A competent source from the state PDP, who doesn’t want his name mentioned, told The Point that despite the challenge encountered with Jimoh Ibrahim, which stalled Jegede’s
chances of campaigning at the appropriate time, the governor’s imposition of Jegede was another issue, which didn’t go well with most of the leaders of the PDP in the state.
According to him, though the situation seemed to have been put under control later, with the different moves by the governor and other chieftains of the party to calm frayed nerves, some key PDP members, who felt cheated by the alleged imposition, later worked against the party underground.
He said, “Mimiko had it all with his imposition of Jegede from his senatorial district. “When he first came up with the idea, people kicked against it, but he later appeased them. I am not sure they really worked for Jegede, because we heard that most of them worked silently against Jegede despite Jimoh Ibrahim’s challenge.”
But a chieftain of PDP from Ogun State, Senator Kashamu Buruji, put the blame for PDP’s loss in the Ondo election at the doorsteps of Mimiko. Kashamu said the refusal of Mimiko to heed his advice against imposing Jegede, who was from the same senatorial district with the outgoing governor, caused PDP the state.
Jimoh Ibrahim, LAST straw that broke PDP’S camel’s back
Another factor which, almost everybody believe contributed in no small measure to the PDP’s electoral woes in the poll was the role played by business mogul and publisher, Jimoh Ibrahim. The contribution of Ibrahim to PDP’s loss cannot be over emphasised.
The series of court litigations instituted by Ibrahim, prior to the election weakened the party and dampened the morale of its members. A court ruling by Justice Okon Abang had earlier declared Ibrahim as the legitimate candidate of the PDP, only for the judgment to be upturned at the Court of Appeal at a later date, when the election was just few days
away.
Ibrahim fought up to the Supreme Court before the apex court ruled in Jegede’s favour less than 72 hours to the poll. Calls by Jegede and the PDP for the postponement of the poll by at least 30 days met a brick wall from the Independent National Electoral Commission, which insisted that the conditions for the postponement of any election was not present in Ondo State, even as it expressed determination to conduct the poll as scheduled.
Ondo PDP’s self-inflicted crisis

 

Others have, however attributed part of the reasons for the loss to the internal crisis that the state PDP inflicted upon itself on Mimiko’s arrival in the party in 2014. A factional deputy chairman of PDP said Mimiko’s defiance to the arrangement he met on ground when he came in 2014 contributed to the party’s poor showing in the election.

He said, “The outcome of the poll was not surprising at all. The script of the result was written in 2014, when Mimiko returned to the PDP. All members he met on the ground
left the party for him and he took over the PDP.
“If Olusola Oke had not gone to the APC and eventually to the Alliance for Democracy, and Mimiko managed leadership sportsmanly, PDP would have won the election convincingly.
“In the election, APC scored 244,842 votes while PDP scored 150,380 and AD scored 126,889 votes.

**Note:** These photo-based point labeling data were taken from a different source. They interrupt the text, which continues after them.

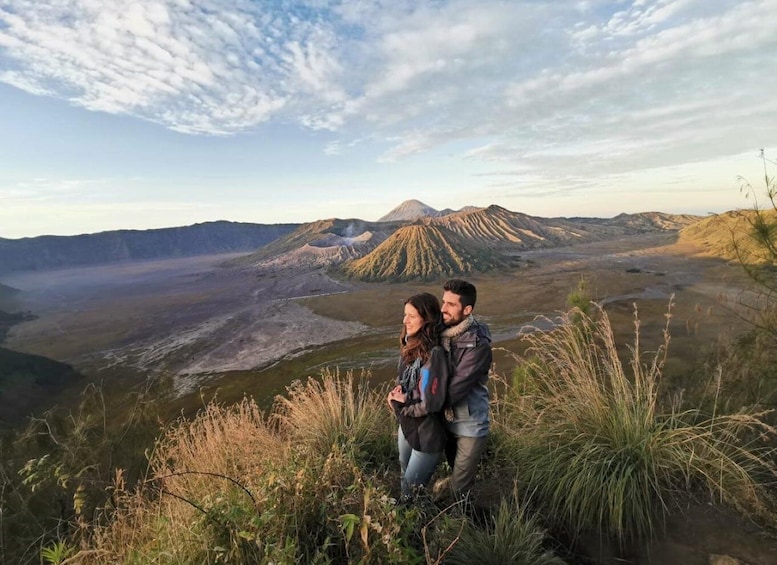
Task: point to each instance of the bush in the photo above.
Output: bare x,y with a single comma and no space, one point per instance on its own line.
597,451
234,486
510,537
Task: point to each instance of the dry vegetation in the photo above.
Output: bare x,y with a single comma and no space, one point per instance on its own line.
581,434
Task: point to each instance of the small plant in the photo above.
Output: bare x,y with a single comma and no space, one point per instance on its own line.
56,553
599,453
511,537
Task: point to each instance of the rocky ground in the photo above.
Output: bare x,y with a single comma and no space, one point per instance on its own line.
184,317
195,317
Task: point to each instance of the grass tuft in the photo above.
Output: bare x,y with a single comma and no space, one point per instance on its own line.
598,452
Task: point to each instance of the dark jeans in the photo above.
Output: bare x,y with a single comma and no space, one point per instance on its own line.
417,467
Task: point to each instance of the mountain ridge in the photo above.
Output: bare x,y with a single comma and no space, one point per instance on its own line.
51,252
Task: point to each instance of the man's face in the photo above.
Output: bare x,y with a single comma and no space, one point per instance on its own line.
452,310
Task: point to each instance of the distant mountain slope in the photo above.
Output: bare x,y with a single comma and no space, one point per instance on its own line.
655,220
472,239
48,252
716,236
422,252
498,227
26,380
409,210
321,243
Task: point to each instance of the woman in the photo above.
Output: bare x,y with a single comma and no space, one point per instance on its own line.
419,396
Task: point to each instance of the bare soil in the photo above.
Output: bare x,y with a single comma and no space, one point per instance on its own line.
202,324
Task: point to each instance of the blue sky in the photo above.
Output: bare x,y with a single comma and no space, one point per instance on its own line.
142,114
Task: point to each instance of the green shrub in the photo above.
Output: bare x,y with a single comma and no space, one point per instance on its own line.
510,537
597,451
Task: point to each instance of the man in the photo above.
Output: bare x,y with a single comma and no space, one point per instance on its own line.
468,343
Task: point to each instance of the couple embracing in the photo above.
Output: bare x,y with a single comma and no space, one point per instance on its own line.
441,397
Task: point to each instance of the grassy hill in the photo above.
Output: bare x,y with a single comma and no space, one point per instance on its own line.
26,379
51,252
422,252
582,447
727,235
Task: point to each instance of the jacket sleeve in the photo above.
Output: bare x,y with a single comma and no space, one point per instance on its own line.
473,368
433,386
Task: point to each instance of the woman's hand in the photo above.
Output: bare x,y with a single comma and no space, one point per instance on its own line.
396,394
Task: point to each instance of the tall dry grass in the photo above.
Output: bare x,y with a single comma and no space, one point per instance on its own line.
237,486
597,451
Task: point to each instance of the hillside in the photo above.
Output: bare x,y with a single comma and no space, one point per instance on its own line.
719,235
321,243
51,252
25,380
411,210
421,252
470,240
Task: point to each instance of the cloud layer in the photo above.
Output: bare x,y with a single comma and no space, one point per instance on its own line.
577,86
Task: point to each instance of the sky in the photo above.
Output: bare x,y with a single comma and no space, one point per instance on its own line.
121,114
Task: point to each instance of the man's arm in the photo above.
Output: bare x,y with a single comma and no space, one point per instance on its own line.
472,369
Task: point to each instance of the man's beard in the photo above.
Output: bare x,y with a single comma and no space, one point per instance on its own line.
451,321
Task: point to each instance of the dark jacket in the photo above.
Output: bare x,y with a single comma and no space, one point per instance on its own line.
421,416
468,389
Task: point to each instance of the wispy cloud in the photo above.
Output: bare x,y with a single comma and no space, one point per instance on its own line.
542,81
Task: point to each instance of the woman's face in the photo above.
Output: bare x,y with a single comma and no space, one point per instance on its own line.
413,321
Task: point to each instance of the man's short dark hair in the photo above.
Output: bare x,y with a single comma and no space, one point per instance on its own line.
465,290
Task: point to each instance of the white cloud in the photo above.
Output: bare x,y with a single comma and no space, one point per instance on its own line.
546,83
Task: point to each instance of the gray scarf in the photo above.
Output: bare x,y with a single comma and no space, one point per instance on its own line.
455,331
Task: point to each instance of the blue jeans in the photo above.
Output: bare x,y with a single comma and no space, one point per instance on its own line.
417,467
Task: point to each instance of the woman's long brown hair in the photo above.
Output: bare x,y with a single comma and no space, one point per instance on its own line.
420,344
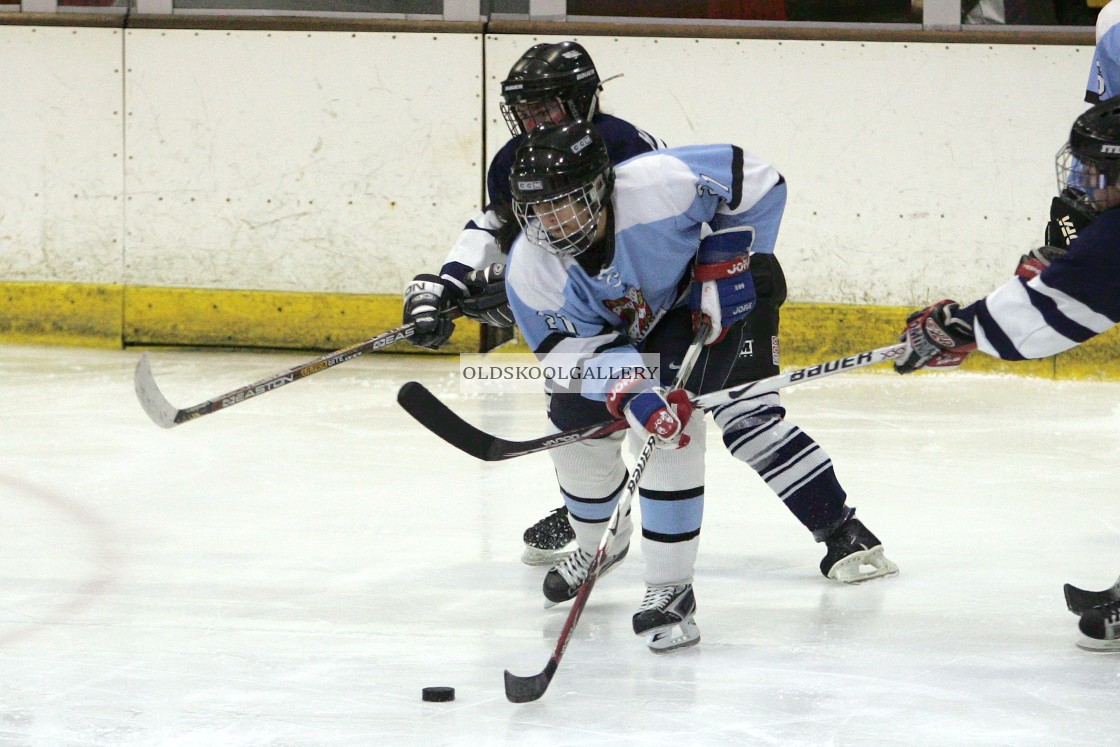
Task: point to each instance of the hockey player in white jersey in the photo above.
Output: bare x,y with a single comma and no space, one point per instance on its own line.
614,262
1066,299
549,83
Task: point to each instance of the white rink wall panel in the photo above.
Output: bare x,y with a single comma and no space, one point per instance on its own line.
291,160
336,161
915,170
61,183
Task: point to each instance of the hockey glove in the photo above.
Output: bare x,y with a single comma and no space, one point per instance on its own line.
427,301
722,292
1066,221
1033,263
938,338
662,413
485,300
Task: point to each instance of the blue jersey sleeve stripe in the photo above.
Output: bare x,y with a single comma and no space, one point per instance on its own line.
1058,321
550,343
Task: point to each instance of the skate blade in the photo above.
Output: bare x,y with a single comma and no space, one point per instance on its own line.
1099,646
673,637
540,557
861,567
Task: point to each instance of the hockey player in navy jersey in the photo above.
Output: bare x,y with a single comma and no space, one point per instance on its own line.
550,83
1065,300
615,262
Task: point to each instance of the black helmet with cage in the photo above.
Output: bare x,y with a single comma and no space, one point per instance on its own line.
560,183
1089,164
550,83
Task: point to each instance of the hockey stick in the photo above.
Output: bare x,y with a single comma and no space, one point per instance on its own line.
442,421
528,689
166,414
1079,600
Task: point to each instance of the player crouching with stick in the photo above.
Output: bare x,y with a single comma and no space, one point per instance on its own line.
612,264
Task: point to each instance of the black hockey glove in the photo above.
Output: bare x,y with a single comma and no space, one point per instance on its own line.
1033,263
938,338
1066,220
485,300
427,301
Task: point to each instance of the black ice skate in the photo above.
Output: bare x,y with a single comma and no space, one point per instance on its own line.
550,540
665,618
1080,600
855,554
563,580
1100,627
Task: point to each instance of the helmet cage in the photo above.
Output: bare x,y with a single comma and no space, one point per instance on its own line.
523,117
565,225
1090,185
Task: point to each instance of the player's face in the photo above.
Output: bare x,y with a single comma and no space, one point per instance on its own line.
563,217
540,112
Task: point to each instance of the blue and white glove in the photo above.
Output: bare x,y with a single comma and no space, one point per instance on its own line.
653,409
722,292
427,302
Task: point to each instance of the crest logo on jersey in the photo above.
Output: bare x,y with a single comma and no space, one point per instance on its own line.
634,311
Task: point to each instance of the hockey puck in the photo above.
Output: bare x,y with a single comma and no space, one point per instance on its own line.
438,694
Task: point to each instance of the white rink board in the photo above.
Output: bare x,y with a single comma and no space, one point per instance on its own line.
291,160
61,148
915,170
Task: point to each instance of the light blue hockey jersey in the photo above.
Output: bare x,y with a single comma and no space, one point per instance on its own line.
663,204
1104,74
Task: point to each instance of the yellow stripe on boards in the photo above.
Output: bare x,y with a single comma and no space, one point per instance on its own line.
111,316
277,319
61,314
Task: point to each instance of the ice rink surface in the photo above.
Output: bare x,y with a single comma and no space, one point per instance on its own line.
295,569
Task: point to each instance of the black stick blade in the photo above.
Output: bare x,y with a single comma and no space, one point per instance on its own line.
1079,600
439,419
528,689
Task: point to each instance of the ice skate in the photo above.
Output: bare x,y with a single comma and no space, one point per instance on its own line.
550,540
1100,628
563,580
855,554
665,618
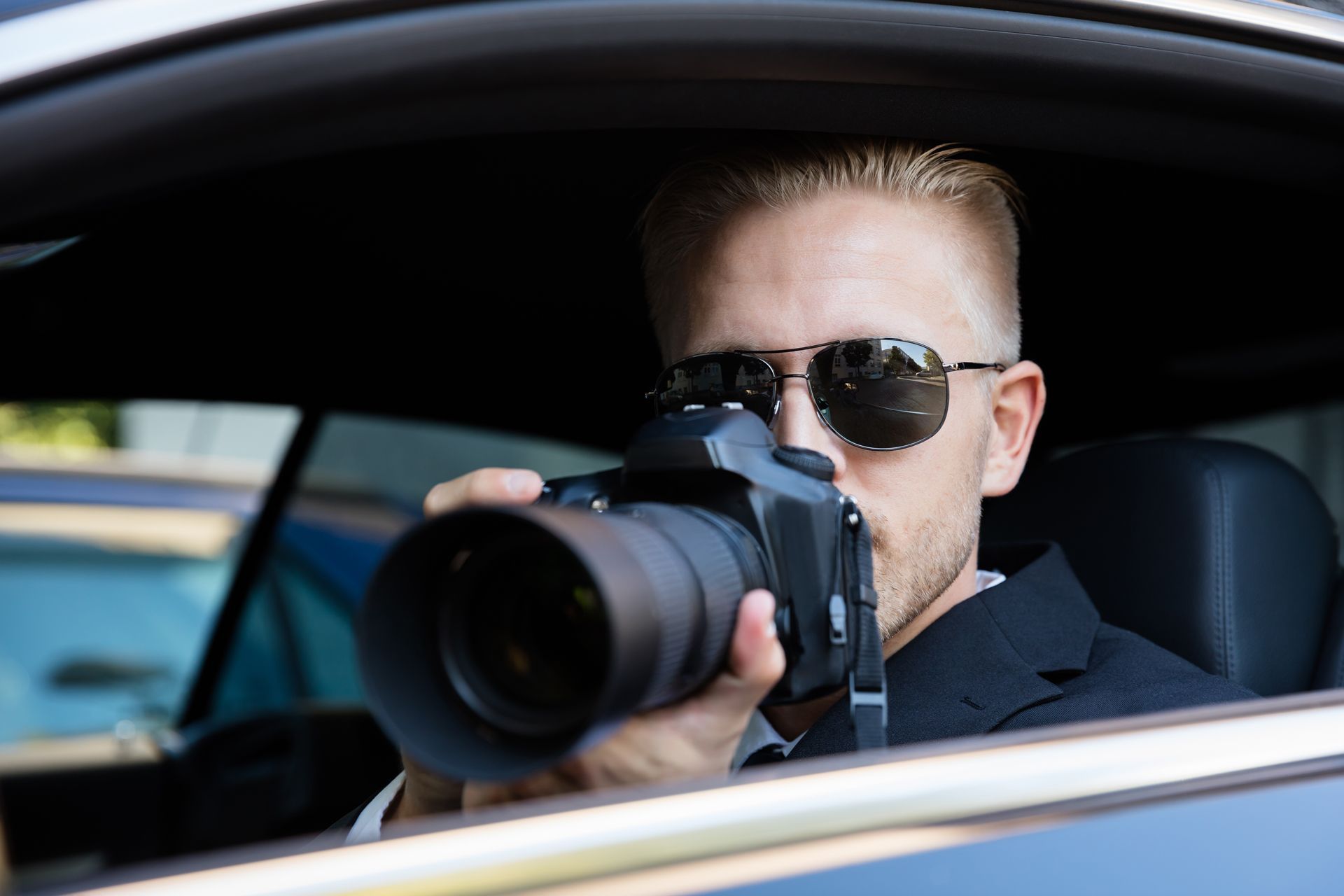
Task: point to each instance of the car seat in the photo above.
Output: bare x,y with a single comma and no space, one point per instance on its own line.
1218,551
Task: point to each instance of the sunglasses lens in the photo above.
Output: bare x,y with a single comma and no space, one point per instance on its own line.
714,379
881,393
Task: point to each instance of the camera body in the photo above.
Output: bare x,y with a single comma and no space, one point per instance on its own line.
727,463
495,641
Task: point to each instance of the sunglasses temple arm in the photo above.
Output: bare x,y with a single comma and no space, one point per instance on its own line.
971,365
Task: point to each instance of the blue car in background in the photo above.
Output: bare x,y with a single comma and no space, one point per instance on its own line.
89,558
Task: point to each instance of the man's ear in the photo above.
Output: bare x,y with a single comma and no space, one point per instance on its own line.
1016,405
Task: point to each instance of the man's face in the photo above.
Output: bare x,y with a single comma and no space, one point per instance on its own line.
853,265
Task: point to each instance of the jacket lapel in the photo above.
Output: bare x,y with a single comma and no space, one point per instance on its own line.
981,662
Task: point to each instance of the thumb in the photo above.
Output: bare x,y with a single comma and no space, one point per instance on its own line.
756,659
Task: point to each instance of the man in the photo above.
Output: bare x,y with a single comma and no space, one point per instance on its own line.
783,251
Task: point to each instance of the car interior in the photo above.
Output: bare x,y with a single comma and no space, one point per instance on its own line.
477,262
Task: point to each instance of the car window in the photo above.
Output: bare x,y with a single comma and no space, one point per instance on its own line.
362,485
120,527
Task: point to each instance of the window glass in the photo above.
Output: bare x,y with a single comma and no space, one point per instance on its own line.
363,485
120,527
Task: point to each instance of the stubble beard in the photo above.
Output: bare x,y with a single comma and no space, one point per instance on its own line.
914,568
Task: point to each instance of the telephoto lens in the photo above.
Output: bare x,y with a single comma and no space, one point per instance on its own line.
496,641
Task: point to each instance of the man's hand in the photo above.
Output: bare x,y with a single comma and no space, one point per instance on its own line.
691,739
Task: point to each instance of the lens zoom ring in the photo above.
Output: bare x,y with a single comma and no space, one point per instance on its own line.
675,593
720,583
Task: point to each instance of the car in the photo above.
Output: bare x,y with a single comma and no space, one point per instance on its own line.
396,222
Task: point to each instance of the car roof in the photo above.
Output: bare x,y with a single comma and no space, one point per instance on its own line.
539,239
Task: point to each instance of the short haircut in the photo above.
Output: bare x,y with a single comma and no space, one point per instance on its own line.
781,171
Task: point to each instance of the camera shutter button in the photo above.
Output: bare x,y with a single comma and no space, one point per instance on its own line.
815,464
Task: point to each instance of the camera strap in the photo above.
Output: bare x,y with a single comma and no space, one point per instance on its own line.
867,675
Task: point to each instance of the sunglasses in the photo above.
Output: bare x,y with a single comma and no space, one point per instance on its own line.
876,394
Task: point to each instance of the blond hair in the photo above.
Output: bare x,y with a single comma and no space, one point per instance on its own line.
696,198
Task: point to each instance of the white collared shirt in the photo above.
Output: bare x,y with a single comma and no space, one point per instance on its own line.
760,734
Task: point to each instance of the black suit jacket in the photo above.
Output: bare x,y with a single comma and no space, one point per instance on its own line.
1027,652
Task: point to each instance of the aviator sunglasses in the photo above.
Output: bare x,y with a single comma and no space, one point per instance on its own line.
876,394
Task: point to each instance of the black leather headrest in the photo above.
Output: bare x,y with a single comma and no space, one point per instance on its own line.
1218,551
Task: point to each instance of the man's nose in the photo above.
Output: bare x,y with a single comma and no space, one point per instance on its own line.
797,424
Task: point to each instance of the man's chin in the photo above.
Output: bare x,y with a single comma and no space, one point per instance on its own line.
909,583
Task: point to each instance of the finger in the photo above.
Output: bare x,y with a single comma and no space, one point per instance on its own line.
756,659
488,485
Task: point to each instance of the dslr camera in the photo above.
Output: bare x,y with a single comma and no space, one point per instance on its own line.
495,643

It is a fact that the AD votes belong to PDP and simple arithmetic shows why PDP lost; our votes went to Oke and AD.”

He also said that when Mimiko returned to the PDP, his fellow governors appealed to him to allow for harmonisation of party structure, but he refused, adding that this led to the
departure of all PDP members led by Oke from the party.

He added that choosing a candidate to succeed him, Mimiko did not allow original members of the PDP to buy forms. He added, “He merely anointed Jegede, who was returned unopposed. “Party members cried to the high heavens that Jegede is from the central zone, where Mimiko hails from, but their cries fell on deaf ears.”
Mimiko’s alleged negotiation for soft landing at APC
Aside the series of court cases and other factors that are believed to be responsible for PDP’s failure in the gubernatorial poll, The Point gathered that Mimiko also acted some of the scripts that led to the party’s failure.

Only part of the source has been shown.